Niagara University was one of over 40 teams that competed at the preliminary rounds of the 2015 College Fed Challenge in New York City. The College Fed Challenge is a competition designed to bring real-world economics into the classroom. Teams play the role of monetary policymakers by analyzing economic conditions and recommending a course for monetary policy.
Representing Team Niagara were Michael Brass, Cory Piper, Bryan Smiley and Allyssa Wadsworth, accompanied by their faculty advisor, Dr. Jay Walker, assistant professor of economics. Dr. Kristine Principe, assistant professor of economics, is also a co-advisor and traveled to last year’s competition.
To compete, teams of 3-5 students give a presentation on the economy and participate in a Q-and-A with the judges. Judges are New York Fed economists and staff who are experts on economics and monetary policy.
Dr. Walker explained the benefits of prepping a team for the competition, “I hoped to foster an interest in economic policy beyond what might be gained as part of a regular class. Federal Reserve policy affects us all and a better understanding of that can improve decision making for career and business decisions.”
Dr. Walker commented that the team members actually began reading up on and preparing over the summer, and then they met 1-2 times a week to discuss current events and how to prepare their presentation. Dr. Walker complimented the students on their work ethic. “This marked the second straight year we have fielded a team after a period of dormancy, with Allyssa being the only returning member. We used a lot of the lessons learned from last year’s experience and took a strong team to the competition. I am proud of all the members and glad to have had the chance to travel to NYC for the competition.”
The Fed Challenge is designed to meet the following goals:
- to increase understanding of macroeconomics and the Federal Reserve’s role in setting U.S. monetary policy and ensuring financial stability.
- to promote interest in economics as a subject for study and the basis for a career.
- to foster a cooperative relationship among students, teachers and the New York Fed.
Brass, who is studying finance as well as minoring in both international management and economics, remarked, “As a finance student, it was very beneficial to tour the financial district of NYC for the first time. I learned a great deal about monetary policy as well as what our Federal Reserve does for the country. I would recommend any finance or economic majors to take part in the Fed Challenge, its hard work but well worth the time!”

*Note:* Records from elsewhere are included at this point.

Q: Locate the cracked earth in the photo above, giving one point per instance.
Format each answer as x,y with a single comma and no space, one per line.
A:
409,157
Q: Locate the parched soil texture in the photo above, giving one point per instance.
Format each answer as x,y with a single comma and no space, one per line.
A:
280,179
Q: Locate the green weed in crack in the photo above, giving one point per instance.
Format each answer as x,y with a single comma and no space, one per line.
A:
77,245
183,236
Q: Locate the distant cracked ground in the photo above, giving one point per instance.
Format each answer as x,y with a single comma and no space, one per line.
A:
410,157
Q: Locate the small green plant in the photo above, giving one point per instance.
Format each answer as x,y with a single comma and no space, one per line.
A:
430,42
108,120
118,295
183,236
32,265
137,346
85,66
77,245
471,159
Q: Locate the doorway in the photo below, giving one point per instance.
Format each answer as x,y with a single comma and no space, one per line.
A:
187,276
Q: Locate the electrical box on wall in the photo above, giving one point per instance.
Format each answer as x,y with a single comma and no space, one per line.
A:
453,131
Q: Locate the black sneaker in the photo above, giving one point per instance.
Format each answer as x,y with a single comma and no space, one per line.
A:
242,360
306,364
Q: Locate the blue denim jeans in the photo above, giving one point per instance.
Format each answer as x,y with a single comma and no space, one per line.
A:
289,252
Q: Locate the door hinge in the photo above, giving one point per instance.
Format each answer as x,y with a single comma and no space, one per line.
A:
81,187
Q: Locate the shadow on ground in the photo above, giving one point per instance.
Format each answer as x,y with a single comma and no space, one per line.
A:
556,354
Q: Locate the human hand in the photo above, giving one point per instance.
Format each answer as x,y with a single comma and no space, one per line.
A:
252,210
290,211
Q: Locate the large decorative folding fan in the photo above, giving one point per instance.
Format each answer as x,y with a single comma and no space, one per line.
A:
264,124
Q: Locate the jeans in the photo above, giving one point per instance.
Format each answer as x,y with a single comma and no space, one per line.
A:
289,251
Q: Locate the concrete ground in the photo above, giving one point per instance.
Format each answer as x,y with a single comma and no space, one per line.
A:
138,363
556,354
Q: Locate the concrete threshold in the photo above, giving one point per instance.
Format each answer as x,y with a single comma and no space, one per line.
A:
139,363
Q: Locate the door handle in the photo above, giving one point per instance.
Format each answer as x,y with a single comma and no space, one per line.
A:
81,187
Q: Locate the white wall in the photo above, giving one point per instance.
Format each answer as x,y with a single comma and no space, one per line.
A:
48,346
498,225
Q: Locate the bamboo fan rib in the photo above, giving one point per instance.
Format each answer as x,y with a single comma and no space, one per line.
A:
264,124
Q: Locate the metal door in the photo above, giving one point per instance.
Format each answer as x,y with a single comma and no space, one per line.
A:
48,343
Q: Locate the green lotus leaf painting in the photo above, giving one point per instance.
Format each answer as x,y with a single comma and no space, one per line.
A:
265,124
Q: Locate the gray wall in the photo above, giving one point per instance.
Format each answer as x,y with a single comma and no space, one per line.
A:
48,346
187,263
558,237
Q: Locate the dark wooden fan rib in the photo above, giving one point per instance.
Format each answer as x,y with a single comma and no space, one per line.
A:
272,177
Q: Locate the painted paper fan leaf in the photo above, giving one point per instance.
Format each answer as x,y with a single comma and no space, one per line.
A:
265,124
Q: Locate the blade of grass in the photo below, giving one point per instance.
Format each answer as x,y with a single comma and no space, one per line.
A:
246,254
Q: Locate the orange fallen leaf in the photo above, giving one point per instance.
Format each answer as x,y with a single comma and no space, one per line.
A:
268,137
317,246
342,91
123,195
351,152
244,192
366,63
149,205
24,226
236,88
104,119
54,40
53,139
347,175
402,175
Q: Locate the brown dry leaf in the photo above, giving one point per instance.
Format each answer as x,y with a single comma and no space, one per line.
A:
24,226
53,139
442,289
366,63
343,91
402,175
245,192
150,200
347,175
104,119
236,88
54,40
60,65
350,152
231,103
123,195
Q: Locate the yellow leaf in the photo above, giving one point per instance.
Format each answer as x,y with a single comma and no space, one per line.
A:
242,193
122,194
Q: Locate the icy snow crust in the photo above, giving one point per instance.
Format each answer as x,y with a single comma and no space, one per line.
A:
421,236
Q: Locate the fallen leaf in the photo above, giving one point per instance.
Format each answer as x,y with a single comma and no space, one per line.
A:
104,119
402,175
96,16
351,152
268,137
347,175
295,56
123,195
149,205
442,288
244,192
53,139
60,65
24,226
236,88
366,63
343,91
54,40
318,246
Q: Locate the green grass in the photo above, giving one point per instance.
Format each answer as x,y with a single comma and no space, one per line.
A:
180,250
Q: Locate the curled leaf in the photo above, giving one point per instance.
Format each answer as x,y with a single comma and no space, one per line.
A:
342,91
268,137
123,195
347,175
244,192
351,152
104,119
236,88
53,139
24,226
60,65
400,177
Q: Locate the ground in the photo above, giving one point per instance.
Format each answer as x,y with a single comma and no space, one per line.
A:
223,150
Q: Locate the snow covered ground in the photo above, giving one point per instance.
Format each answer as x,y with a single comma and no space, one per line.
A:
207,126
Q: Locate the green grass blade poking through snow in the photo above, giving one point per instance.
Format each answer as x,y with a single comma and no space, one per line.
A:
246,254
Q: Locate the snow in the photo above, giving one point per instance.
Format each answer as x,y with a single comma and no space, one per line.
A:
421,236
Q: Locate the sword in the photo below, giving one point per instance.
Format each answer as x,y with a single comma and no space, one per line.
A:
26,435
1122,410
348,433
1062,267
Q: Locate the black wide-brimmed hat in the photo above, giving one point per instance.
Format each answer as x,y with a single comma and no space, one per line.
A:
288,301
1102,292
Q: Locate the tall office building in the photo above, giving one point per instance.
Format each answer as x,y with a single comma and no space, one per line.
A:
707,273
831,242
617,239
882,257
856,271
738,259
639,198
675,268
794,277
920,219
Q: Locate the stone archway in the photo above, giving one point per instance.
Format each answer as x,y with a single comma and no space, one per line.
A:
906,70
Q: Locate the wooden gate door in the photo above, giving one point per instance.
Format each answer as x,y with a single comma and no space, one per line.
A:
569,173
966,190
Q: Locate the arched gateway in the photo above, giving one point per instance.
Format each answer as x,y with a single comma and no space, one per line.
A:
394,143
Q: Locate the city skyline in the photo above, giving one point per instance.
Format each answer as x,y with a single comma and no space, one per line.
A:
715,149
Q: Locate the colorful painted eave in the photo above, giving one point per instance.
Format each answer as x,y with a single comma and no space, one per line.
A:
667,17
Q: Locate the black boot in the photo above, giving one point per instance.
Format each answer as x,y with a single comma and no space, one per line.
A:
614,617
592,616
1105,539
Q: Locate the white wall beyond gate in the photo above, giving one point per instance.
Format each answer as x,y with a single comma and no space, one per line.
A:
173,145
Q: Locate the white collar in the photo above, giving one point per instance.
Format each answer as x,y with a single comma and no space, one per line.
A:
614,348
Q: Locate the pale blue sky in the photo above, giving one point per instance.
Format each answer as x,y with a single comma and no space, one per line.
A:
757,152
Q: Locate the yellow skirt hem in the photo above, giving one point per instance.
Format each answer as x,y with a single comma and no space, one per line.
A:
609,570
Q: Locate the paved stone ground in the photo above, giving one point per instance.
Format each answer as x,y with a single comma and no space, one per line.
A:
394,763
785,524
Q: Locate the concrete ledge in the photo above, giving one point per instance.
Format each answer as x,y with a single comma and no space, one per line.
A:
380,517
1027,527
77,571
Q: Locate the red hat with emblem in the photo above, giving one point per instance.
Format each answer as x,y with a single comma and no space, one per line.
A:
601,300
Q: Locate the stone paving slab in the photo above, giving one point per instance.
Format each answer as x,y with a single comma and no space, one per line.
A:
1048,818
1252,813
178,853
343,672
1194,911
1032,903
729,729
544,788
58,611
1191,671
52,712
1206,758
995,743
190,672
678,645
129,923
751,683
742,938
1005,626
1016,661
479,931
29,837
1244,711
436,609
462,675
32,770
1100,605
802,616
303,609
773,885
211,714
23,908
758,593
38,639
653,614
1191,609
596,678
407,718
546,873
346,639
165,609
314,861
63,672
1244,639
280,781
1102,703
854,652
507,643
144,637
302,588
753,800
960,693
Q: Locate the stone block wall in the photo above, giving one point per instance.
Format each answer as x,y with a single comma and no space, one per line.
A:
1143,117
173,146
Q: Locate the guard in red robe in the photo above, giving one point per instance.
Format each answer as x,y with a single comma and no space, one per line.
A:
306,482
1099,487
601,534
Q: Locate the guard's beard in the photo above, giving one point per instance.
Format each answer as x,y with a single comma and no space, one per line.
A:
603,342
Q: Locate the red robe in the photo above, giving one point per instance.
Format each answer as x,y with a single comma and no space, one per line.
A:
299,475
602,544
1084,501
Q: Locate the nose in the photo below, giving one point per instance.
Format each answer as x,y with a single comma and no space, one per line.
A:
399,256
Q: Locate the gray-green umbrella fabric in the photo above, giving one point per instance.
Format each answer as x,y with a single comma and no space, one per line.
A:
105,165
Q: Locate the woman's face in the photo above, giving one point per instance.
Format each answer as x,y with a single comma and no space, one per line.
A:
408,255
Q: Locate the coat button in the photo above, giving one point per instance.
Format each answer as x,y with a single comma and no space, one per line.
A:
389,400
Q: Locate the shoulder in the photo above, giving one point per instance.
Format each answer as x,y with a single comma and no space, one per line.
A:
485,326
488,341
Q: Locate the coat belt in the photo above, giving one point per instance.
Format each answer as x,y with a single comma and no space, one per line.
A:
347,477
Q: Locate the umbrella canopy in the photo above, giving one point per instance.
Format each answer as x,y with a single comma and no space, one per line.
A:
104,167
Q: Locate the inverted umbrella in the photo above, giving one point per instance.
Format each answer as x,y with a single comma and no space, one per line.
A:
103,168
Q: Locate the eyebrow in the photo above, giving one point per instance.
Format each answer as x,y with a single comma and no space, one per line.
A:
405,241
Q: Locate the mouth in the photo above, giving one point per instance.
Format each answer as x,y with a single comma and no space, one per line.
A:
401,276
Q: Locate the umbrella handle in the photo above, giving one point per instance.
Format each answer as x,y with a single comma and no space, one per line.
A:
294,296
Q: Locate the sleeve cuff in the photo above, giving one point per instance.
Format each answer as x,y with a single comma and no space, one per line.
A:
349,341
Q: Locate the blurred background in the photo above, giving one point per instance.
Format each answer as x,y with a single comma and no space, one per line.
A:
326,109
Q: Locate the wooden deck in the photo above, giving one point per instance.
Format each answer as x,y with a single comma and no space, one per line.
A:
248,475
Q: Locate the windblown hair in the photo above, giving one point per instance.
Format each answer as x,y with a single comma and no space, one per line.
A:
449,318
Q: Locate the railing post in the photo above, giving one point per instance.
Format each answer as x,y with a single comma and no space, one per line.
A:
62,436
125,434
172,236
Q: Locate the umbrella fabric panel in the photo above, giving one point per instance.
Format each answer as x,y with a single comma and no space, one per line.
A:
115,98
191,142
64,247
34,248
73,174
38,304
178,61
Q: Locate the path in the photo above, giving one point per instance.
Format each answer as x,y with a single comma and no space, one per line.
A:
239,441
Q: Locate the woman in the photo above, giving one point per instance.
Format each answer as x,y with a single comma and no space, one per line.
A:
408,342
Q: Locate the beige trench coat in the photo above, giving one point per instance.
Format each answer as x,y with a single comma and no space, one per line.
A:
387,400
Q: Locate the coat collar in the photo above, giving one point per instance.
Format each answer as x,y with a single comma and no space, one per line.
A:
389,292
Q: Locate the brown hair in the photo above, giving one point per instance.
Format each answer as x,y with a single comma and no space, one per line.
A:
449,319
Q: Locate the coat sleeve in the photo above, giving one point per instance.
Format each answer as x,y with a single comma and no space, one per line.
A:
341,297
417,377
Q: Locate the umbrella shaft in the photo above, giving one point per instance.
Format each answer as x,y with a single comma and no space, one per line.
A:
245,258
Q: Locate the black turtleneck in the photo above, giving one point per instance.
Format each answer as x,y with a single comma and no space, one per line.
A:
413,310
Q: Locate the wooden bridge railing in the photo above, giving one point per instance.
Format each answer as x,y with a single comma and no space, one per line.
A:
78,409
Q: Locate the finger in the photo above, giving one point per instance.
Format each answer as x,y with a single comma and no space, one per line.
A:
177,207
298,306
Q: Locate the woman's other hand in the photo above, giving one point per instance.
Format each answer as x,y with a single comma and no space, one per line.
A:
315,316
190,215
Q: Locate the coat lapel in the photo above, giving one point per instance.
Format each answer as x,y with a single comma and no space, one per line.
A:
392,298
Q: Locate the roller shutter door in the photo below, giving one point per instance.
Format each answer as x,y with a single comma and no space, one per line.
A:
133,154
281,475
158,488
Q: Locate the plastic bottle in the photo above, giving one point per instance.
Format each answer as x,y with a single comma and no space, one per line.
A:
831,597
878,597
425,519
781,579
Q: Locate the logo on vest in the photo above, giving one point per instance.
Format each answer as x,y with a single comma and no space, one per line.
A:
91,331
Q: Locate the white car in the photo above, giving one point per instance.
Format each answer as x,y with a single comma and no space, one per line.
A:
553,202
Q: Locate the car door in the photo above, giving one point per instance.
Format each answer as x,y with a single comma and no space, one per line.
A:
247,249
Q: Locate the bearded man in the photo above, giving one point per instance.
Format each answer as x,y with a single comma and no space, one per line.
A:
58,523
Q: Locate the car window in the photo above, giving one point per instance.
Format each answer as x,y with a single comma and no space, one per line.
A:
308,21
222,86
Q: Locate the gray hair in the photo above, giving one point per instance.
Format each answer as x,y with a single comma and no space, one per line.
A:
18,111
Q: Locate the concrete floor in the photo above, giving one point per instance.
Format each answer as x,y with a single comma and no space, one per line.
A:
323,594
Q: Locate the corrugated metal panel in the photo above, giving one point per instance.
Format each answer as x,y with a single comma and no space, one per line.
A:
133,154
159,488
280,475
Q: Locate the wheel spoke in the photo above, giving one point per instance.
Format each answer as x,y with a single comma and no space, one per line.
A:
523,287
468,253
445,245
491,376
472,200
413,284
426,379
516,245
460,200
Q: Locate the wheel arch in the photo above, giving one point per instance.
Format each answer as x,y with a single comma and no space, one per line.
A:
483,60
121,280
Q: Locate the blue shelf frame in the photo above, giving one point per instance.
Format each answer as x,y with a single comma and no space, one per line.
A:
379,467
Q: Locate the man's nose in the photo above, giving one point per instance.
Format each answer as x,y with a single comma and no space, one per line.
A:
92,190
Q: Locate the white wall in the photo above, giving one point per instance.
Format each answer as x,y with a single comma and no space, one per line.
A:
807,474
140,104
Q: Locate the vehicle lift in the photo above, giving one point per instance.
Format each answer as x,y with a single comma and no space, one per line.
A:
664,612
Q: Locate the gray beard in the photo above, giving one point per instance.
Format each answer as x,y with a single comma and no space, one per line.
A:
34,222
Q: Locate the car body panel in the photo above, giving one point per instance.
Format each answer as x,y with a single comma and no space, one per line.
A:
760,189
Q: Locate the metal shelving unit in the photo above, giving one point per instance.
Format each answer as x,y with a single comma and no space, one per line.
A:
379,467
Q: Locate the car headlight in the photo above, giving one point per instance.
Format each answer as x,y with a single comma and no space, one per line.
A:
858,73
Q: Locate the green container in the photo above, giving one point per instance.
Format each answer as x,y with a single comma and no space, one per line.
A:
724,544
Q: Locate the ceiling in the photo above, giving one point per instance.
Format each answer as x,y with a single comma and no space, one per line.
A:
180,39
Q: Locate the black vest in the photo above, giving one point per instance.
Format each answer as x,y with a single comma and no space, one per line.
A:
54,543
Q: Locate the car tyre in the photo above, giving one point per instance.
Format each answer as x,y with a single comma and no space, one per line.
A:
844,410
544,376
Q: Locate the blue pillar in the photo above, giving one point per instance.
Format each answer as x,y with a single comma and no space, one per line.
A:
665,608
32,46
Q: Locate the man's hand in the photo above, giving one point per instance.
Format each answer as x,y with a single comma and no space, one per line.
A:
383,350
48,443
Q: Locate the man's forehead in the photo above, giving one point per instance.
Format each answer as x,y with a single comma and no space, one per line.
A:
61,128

Piper, a political science major, added about the value of preparing for and attending the competition, “The Fed Challenge was a great experience as it took my knowledge from the classroom and applied it to the real world. I learned some new things along the way that will hopefully give me an advantage in the future.”
Dr. Walker advised, “While we did not advance to the second round, we received favorable feedback with specific information about how we can improve for next year’s competition. As we build a tradition of participating and have more students with experience in the competition, we can become more competitive.”
Smiley, a marketing major, describes his experience, “It was a time consuming activity, but worth it. I’d recommend it to students as you gain experience presenting professionally and learn the inner workings of monetary policy.”
Wadsworth, captain of the team pursuing an economics degree with a minor in accounting, added, “It was a nice experience to be able to compete on the Fed Challenge team for a second year and work with Michael, Cory and Bryan. The amount of teamwork and dedication everybody showed made both the preparation and competition enjoyable. Being able to speak in front of judges and participate in a question-and-answer session is a skill that is better learned through practice. This competition has been a perfect environment to do just that.”